When overseas Uyghurs spoke out about the authorities’ abuses in Xinjiang, China targeted their families back home, sentencing their relatives to long prison terms and using the full weight of state media and prominent Chinese diplomats to denounce the activists as liars and frauds.

For the many Uyghur activists who have campaigned — often at great personal cost — to bring China’s intense crackdown in Xinjiang to light, a United Nations report released on Wednesday that largely validated their claims was a powerful, if long-delayed, vindication.

The 48-page report, which said that China had committed grave human rights abuses in Xinjiang, sharply undercuts Beijing’s aggressive efforts to discredit Uyghurs who dared to speak out. It also gives new momentum to the Uyghur activists’ cause and an opportunity for rights campaigners to put the issue before the U.N. Human Rights Council later this month and increase pressure on businesses to distance themselves from China.

Many overseas Uyghurs and other activists had doubted that the United Nations office would release such a forceful report, given Beijing’s growing influence over the international body and the reluctance of Michelle Bachelet, who stepped down on Wednesday as the U.N. high commissioner for human rights, to criticize China.

But in the final minutes of her term in office, Ms. Bachelet’s office released a document that said China’s crackdown in Xinjiang may amount to crimes against humanity, a stark assessment that surprised some critics who felt her office was increasingly willing to pull its punches in exchange for access and better ties with Beijing.

Activists said they had grown increasingly concerned during Ms. Bachelet’s final days in her job, when she hinted that the report, which had already been delayed for nearly a year, might not come out before she left. China had urged her office not to release the document and submitted lengthy replies after the government was shown a draft, per the standard procedure of the U.N. office.

The United Nations attached China’s 131-page response as an annex. It called the report a “so-called ‘assessment” that was “based on disinformation and lies.”

While several Uyghur activists said it would have been useful to see the report far earlier, they hoped its release would give added weight to a campaign that they say has been eclipsed by the coronavirus pandemic, and other international issues.

“Hopefully, it will ignite another fire, and so it will get more attention from other countries, other NGOs and the U.N. and there will be more action to stop it,” said Ferkat Jawdat, a Uyghur in Virginia whose mother was imprisoned in Xinjiang and now is in isolation at her home in Urumqi, the regional capital.

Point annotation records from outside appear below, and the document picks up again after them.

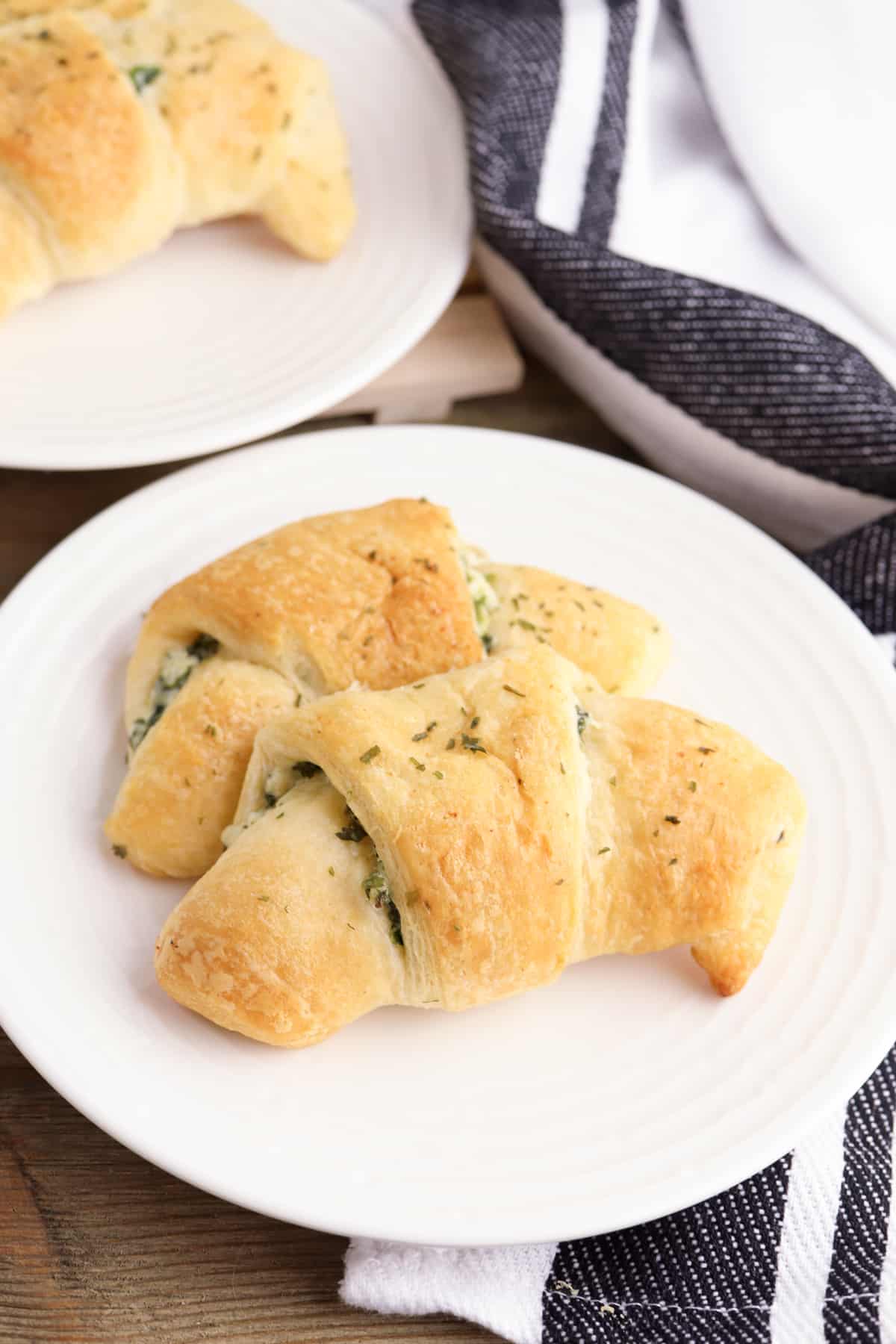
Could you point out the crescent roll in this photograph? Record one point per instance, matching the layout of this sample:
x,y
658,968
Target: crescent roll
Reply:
x,y
462,840
379,597
124,120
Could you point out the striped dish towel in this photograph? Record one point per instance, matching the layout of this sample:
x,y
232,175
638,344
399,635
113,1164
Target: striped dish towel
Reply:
x,y
688,210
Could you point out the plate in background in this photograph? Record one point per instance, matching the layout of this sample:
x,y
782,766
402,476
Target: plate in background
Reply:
x,y
622,1092
225,335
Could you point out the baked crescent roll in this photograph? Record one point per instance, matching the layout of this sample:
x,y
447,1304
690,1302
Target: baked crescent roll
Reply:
x,y
124,120
465,839
381,597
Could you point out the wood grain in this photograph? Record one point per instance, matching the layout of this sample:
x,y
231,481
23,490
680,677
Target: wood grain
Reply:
x,y
97,1245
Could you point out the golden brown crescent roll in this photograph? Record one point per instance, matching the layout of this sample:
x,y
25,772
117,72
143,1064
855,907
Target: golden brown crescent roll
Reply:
x,y
381,597
467,839
124,120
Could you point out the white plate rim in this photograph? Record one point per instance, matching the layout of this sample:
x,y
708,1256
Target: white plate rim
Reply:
x,y
862,1061
391,344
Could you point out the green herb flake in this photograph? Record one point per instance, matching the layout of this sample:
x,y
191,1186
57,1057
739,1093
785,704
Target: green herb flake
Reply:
x,y
143,75
352,831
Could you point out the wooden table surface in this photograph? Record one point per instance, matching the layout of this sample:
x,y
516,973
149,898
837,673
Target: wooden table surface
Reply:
x,y
97,1245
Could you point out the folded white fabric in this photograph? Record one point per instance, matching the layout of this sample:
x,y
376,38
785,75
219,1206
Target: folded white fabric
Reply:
x,y
688,210
497,1287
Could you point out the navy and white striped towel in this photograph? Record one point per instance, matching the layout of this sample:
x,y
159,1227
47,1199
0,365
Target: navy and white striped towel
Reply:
x,y
688,208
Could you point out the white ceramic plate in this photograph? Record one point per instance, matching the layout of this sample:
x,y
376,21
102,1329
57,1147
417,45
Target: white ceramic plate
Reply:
x,y
622,1092
223,335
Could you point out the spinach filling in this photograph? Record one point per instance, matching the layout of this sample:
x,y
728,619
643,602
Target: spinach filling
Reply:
x,y
176,668
376,890
375,885
484,598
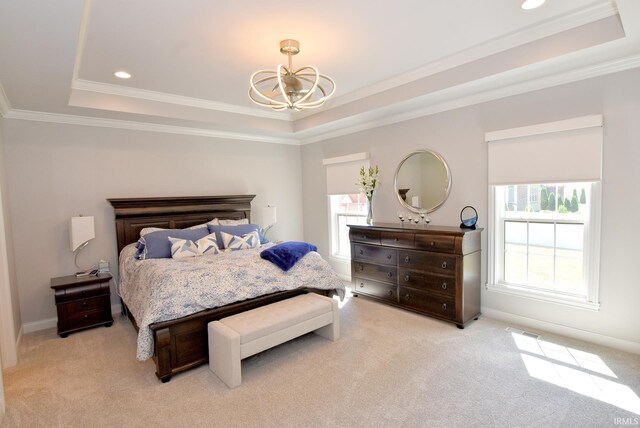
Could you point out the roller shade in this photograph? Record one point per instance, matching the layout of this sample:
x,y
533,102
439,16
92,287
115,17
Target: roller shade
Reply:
x,y
342,173
556,152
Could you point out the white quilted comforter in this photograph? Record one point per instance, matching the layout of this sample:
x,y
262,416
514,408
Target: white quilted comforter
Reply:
x,y
165,289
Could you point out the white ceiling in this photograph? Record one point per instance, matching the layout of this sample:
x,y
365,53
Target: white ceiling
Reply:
x,y
191,60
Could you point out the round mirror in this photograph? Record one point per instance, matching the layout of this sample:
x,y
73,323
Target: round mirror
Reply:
x,y
423,181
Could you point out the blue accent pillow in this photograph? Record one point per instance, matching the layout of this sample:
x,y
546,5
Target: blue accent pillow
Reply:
x,y
156,245
237,230
287,254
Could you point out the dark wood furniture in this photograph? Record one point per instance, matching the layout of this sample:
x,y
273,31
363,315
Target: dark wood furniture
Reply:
x,y
426,269
82,302
183,343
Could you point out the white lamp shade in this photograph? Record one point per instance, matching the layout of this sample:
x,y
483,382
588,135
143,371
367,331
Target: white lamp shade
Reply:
x,y
81,230
268,216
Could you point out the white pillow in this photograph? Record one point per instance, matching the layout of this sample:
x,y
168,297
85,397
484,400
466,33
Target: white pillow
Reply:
x,y
183,248
244,242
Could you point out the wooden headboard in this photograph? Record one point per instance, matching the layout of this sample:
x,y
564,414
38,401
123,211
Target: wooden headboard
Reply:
x,y
134,214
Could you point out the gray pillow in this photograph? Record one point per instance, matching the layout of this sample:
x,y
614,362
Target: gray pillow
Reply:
x,y
156,245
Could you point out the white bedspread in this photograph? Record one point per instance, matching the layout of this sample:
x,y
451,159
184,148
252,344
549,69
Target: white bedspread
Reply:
x,y
166,289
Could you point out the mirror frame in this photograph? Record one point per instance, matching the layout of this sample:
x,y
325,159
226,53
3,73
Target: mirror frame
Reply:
x,y
447,192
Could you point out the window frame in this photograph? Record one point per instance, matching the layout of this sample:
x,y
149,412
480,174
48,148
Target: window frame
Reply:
x,y
591,254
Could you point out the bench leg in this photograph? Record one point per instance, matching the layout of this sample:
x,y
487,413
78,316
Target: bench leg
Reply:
x,y
331,331
224,354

Some activists remained critical of the U.N. human rights organization, saying it did not go far enough in pushing China for accountability. They noted it did not call the repression in Xinjiang a “genocide,” a conclusion reached by the United States and an unofficial tribunal in Britain, even as the report outlined components of such an assessment, including a “stark” decline of Uyghur birthrates, the destruction of shrines and mosques and curbs on Uyghur language instruction.

“Despite well-documented evidence of state-sponsored torture and the intended destruction of the entire Uyghur ethnic groups through massive concentration camps, physical and mental torture, slave labor, massive displacement, enforced sterilization to prevent population growth and separation of children from their parents, the U.N. report came short of calling the crime by name,” said Mehmet Tohti, executive director of the Ottawa-based Uyghur Rights Advocacy Project. “It seems to me that the report has gone through serious haircuts.”

The report gives evidence to China’s critics that they can take before the Human Rights Council, the United Nations’ leading rights body, to push for greater accountability. Rights groups have called on the council to set up formal mechanisms to investigate China for violations of international law and identify those responsible, although Beijing and nations that support it could thwart such an effort.